We neither belittle nor negate the intellectual demands posed by theodicy. Nor should we disengage from hard questions which are stumbling blocks to belief. However, the preacher has a distinctive role in responding to suffering and turmoil. In Kushner’s words: ‘…people going through a hard time need consolation more than they need explanation.’[15]

What happens in hospitals and hospices through a chaplain’s presence and words of comfort, finds related application in the homily. The Order of Christian Funerals reminds the homilist ‘to dwell on God’s compassionate love and on the paschal mystery of the Lord.’[16] Furthermore, he should ‘…help the members of the assembly to understand that the mystery of God’s love and the mystery of Jesus’ victorious death and resurrection were present in the life and death of the deceased.’[17]

In these senses, the homily, says Pope Francis, ‘can actually be an intense and happy experience of the Spirit, a consoling encounter with God’s word, a constant source of renewal and growth.’ We ‘renew our confidence in preaching, based on the conviction that it is God who seeks to reach out to others through the preacher, and that he displays his power through human words.’[18]

When I preached at a Service for Peace following a terrorist attack on Streatham High Street in February 2020, the most important words I could hope to bring to life were those of the Lord: ‘Blessed are the peacemakers, for they will be called children of God.’ Unpacked for a community shocked and shaken by senseless violence, we became the crowd on the Mount of Beatitudes, hearing them again as if it were for the first time.

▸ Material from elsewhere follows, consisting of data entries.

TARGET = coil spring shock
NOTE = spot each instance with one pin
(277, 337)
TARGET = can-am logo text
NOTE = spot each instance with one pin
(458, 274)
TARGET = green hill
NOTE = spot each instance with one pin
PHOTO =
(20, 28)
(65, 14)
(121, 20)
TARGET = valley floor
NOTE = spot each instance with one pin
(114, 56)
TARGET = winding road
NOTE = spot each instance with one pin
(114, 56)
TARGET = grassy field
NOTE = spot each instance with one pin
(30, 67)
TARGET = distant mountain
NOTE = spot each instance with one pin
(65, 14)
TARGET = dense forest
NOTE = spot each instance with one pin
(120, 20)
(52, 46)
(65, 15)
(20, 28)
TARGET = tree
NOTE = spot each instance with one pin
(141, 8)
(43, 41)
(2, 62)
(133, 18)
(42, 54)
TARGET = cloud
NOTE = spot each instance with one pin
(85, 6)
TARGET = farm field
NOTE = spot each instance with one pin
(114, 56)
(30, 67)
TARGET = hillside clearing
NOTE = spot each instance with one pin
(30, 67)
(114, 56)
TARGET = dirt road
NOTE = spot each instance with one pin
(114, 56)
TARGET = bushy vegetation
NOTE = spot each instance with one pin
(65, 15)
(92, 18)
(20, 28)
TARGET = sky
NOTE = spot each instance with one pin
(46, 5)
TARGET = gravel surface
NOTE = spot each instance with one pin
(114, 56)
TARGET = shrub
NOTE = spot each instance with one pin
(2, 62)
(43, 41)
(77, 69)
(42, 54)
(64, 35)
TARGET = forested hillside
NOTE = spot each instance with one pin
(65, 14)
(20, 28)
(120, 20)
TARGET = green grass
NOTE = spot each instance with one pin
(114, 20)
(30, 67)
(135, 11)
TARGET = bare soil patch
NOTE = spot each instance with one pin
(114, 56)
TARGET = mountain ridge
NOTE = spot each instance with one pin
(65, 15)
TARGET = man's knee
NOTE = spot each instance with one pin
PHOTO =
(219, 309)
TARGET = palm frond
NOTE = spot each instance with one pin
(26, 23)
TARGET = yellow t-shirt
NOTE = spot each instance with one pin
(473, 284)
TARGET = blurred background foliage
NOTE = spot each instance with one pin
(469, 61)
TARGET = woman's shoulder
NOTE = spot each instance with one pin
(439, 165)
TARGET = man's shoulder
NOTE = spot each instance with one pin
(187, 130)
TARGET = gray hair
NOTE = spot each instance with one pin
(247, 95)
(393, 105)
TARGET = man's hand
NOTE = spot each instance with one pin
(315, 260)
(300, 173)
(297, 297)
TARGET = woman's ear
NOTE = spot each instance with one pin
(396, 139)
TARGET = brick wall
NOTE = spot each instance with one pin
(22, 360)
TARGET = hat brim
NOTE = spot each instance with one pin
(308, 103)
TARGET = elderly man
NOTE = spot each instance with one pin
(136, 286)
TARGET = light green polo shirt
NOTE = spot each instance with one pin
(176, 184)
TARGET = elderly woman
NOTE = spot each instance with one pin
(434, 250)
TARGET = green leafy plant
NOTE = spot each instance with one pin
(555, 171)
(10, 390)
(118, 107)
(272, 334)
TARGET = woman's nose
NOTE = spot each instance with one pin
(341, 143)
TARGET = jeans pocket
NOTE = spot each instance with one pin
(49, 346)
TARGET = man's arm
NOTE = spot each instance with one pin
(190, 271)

In times of turmoil, rooted in faith, our pastoral service elicits a homiletic ministry which must be profoundly consoling. In such circumstances, how might we envisage our vocation as preachers through this lens?

Eight Considerations about Preaching in a Time of Turmoil

Everything which makes for good homily preparation at any time applies when preparing to preach in a time of turmoil. Pondering and praying the Scriptures; studying their meaning; reflecting on imagery, allusions, stories and life-applications; drafting and delivery. These all find their necessary place in creating and crafting a homily. But what are some particular considerations when it comes to preaching in difficult circumstances?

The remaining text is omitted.